Software dependencies

Our codes depend on the following packages:

cudatoolkit=10.1
pytorch=1.12
configargparse=1.5.3
scipy=1.10.1

Start up: A toy example

We borrow the following toy example configuration in [1]. $$F(x) = \frac{1}{2}||Ax-b||^2_2 + \lambda ||x||_1$$

where $A\in\mathbb{R}^{20\times40},x\in\mathbb{R}^{40},b\in\mathbb{R}^{20}$. An optimizer is then trained to find solutions for these generated optimizes.

Training:

python main.py --config ./configs/0_lasso_toy.yaml

The model will be stored at ./results/LASSO-toy/GOMathL2O.pth.

Testing:

python main.py --config ./configs/0_lasso_toy.yaml --test

Reproduction

Configurations

Following [1], all the configurations are listed in main.py. You can specify values for particular parameters in a .yaml file or the Python command. The command's values will overwrite those in the YAML file.

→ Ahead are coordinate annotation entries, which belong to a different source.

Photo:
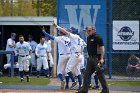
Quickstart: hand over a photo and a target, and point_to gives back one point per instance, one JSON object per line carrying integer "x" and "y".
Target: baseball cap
{"x": 85, "y": 29}
{"x": 30, "y": 36}
{"x": 61, "y": 33}
{"x": 13, "y": 34}
{"x": 74, "y": 30}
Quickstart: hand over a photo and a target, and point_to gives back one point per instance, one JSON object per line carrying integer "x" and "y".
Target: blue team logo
{"x": 125, "y": 33}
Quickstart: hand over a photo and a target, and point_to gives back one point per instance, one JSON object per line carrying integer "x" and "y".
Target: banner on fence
{"x": 126, "y": 35}
{"x": 81, "y": 13}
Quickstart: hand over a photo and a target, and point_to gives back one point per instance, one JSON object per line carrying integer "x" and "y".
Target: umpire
{"x": 95, "y": 47}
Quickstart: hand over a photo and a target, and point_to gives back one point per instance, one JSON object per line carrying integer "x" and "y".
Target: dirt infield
{"x": 54, "y": 91}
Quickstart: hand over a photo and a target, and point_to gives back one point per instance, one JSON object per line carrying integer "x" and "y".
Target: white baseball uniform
{"x": 41, "y": 53}
{"x": 82, "y": 66}
{"x": 33, "y": 45}
{"x": 64, "y": 46}
{"x": 8, "y": 48}
{"x": 49, "y": 53}
{"x": 22, "y": 50}
{"x": 76, "y": 49}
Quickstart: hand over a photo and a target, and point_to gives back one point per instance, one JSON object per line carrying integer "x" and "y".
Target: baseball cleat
{"x": 104, "y": 91}
{"x": 62, "y": 84}
{"x": 66, "y": 87}
{"x": 96, "y": 87}
{"x": 37, "y": 76}
{"x": 73, "y": 85}
{"x": 21, "y": 79}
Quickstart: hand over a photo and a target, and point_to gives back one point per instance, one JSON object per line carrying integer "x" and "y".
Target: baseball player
{"x": 23, "y": 51}
{"x": 75, "y": 58}
{"x": 10, "y": 46}
{"x": 50, "y": 59}
{"x": 41, "y": 52}
{"x": 95, "y": 76}
{"x": 33, "y": 45}
{"x": 64, "y": 45}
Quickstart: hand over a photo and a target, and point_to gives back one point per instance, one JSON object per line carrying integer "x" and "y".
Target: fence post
{"x": 110, "y": 43}
{"x": 12, "y": 64}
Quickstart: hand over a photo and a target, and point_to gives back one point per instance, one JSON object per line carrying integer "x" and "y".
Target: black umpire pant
{"x": 91, "y": 66}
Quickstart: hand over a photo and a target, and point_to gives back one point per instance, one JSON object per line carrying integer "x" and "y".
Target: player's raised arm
{"x": 47, "y": 35}
{"x": 61, "y": 29}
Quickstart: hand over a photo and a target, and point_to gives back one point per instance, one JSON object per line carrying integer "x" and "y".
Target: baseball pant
{"x": 82, "y": 63}
{"x": 42, "y": 61}
{"x": 33, "y": 60}
{"x": 74, "y": 60}
{"x": 23, "y": 63}
{"x": 51, "y": 60}
{"x": 8, "y": 58}
{"x": 63, "y": 59}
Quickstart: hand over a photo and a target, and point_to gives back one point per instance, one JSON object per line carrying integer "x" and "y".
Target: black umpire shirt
{"x": 93, "y": 43}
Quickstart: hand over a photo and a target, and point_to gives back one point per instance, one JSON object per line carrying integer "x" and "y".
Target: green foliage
{"x": 16, "y": 81}
{"x": 27, "y": 7}
{"x": 123, "y": 83}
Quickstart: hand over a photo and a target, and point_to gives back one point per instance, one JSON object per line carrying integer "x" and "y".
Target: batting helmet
{"x": 13, "y": 34}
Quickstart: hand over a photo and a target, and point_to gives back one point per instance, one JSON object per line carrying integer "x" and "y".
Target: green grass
{"x": 16, "y": 81}
{"x": 123, "y": 83}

To reproduce the results in our paper, you may check YAML files in ./configs/ and run commands in ./scripts/.

Reproducing LASSO results in the main pages

To obtain Figure 1, please run ./scripts/2_lasso_ind_baseline.sh and 2_lasso_ind_gomathl2o.sh.

To obtain Figure 2, please run ./scripts/3_lasso_ood_real.sh

To obtain Figures 3 and 4, please run ./scripts/3_lasso_ood_baseline_l2opa.sh and 3_lasso_ood_gomathl2o.sh.

Reproducing ablation results in the appendix

To obtain Figure 5, please run ./scripts/1_lasso_ablation_ind_gomathl2o_grad_map.sh

To obtain Figures 6, 7, 8, and 9, please run ./scripts/1_lasso_ablation_ind_gomathl2o_training_config_20100.sh, ./scripts/1_lasso_ablation_ind_gomathl2o_training_config_50100.sh, and ./scripts/1_lasso_ablation_ind_gomathl2o_training_config_100_100.sh. This may take a long time.

Reproducing Logistic results in the appendix

To obtain Figures 10, 11, and 12 please run ./scripts/1_lasso_ablation_ind_gomathl2o_Q_config.sh and ./scripts/1_lasso_ablation_ood_gomathl2o_Q_config.sh.

To obtain Figure 13, please run ./scripts/logistic_ind_baseline.sh and logistic_ind_gomathl2o.sh.

To obtain Figures 14 and 15, please run ./scripts/logistic_ood_real_ionosphere.sh and logistic_ood_real_spambase.sh.

To obtain Figures 16 and 17, please run ./scripts/logistic_ood_baseline_l2opa.sh and logistic_ood_gomathl2o.sh.

Tips

(Memory). 24GB GPU memory is enough for all default configurations in our experiments.

Citing our work

Please cite our paper if you find our codes helpful in your research or work.

@inproceedings{song2024gomathl2o,
  title     = {Towards Robust Learning to Optimize with Theoretical Guarantees},
  author    = {Song, Qingyu and Lin, Wei and Wang, Juncheng and Xu, Hong},
  booktitle = {{Proc.~IEEE/CVF CVPR}},
  year      = {2024}
}

Acknowledgement

This repository is developed based on the official implementation [1] of Math-L2O [2].

References

[1]. Jialin Liu, Xiaohan Chen, HanQin Cai, (2023 Aug 2). MS4L2O. Github. https://github.com/xhchrn/MS4L2O.

[2]. Jialin Liu, Xiaohan Chen, Zhangyang Wang, Wotao Yin, and HanQin Cai. Towards Constituting Mathematical Structures for Learning to Optimize. In ICML, 2023.